The proposal: “How to built my house mobile”.

The idea is to make a distinct mobile vehicle which once in a while goes around to barrios with professionals, volunteers and in our case governmental organizations. This mobile should include knowledge, books, materials, toolkits, maps etc.

The collaboration of institutions that will run the mobile-project should structurally be in contact with the international world and for example Open Source House thus, introducing innovations like new materials, construction methods, water and waste systems etc.

Our Focus:

Our architectural assignment will focus on a retrofit-kit to reinforce houses against earthquakes, which is the biggest threat for Venezuela. At the end we want to design a kind of a toolkit which includes all the materials, tools and explanations so people can reinforce their casa or rancho themselves.

Slideshow 3 - Venezuela

Thursday, April 9, 2009

Halfway Presentation


The next weeks we will be finishing up the survey and interpretting the data. Almost every survey was accompanied by long conversations, which didn´t speed up the survey but gave us loads and loads of insights and perpectives from the local community.

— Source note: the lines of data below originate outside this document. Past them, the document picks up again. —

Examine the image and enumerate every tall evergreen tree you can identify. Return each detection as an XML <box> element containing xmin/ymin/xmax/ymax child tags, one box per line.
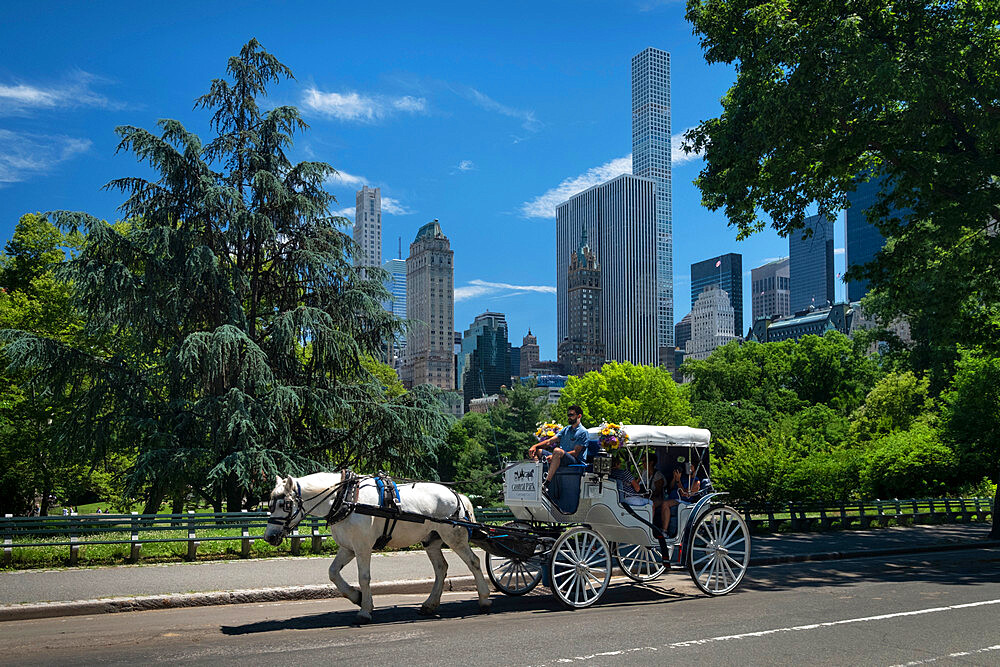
<box><xmin>1</xmin><ymin>40</ymin><xmax>447</xmax><ymax>512</ymax></box>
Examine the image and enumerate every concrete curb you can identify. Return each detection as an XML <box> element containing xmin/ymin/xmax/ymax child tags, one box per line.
<box><xmin>2</xmin><ymin>540</ymin><xmax>997</xmax><ymax>622</ymax></box>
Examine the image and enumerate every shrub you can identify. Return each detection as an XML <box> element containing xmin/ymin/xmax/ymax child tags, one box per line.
<box><xmin>860</xmin><ymin>422</ymin><xmax>957</xmax><ymax>499</ymax></box>
<box><xmin>783</xmin><ymin>449</ymin><xmax>862</xmax><ymax>503</ymax></box>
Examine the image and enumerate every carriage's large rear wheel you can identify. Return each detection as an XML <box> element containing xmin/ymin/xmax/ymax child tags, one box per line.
<box><xmin>687</xmin><ymin>506</ymin><xmax>750</xmax><ymax>596</ymax></box>
<box><xmin>549</xmin><ymin>527</ymin><xmax>611</xmax><ymax>609</ymax></box>
<box><xmin>485</xmin><ymin>522</ymin><xmax>543</xmax><ymax>596</ymax></box>
<box><xmin>614</xmin><ymin>543</ymin><xmax>666</xmax><ymax>582</ymax></box>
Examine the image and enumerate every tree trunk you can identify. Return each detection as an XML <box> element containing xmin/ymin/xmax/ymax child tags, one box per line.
<box><xmin>225</xmin><ymin>475</ymin><xmax>243</xmax><ymax>513</ymax></box>
<box><xmin>142</xmin><ymin>483</ymin><xmax>166</xmax><ymax>516</ymax></box>
<box><xmin>170</xmin><ymin>489</ymin><xmax>185</xmax><ymax>515</ymax></box>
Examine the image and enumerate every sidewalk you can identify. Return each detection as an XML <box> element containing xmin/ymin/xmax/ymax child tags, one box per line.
<box><xmin>1</xmin><ymin>523</ymin><xmax>996</xmax><ymax>620</ymax></box>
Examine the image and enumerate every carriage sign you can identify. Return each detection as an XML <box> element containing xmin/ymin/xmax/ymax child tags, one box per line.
<box><xmin>504</xmin><ymin>461</ymin><xmax>542</xmax><ymax>502</ymax></box>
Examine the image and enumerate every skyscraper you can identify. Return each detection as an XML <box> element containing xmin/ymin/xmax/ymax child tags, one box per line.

The 24th of april we´re inviting various groups (Red Cross, Civil Service, Autoridad Unica, Corpovargas), who were involved in the reconstruction to show what we found so far.

Based on what we have found so far in Macuto, and the feedback from the presentation, we´ll propose several in depth interviews in other cities. Basically, we´ll be testing some of the lessons and hypothesis we´ve learned in Macuto, and if they have regional validity.

Tragedia del Mocoties (2005)


This week is Semana Santa in Venezuela; Holy week. For us a reason to depart from our research area, Macuto, because of a massive inflow from Venezuelan tourists into El Litoral. This means a lot of regaeton, alcohol, litter and crime!

We have chosen to go to Merida (located in the east of Venezuela), due to the beautiful landscape, it being a reknown safe/student city, and the possibility for another comparative case study called Tragedia del Mocoties in 2005.

In the valley of Mocotíes, intense and prolonged rainfall caused several landslides in the Santa Cruz de Mora in 2005, resulting in 70 deaths and a lot more affected.

It will be interesting to see how they deal with the reconstruction of a similar type of disaster, in another part of Venezuela. We will soon post our findings on the blog.

Another fun twist to our trip to Merida was our meeting with a paraglider / aerial photographer. By coincidence he photographed the entire coastline from his paraglider. He has offered to share the photos, and maybe make a trip in the air with us. An amazing opportunity, which we obviously will pursue.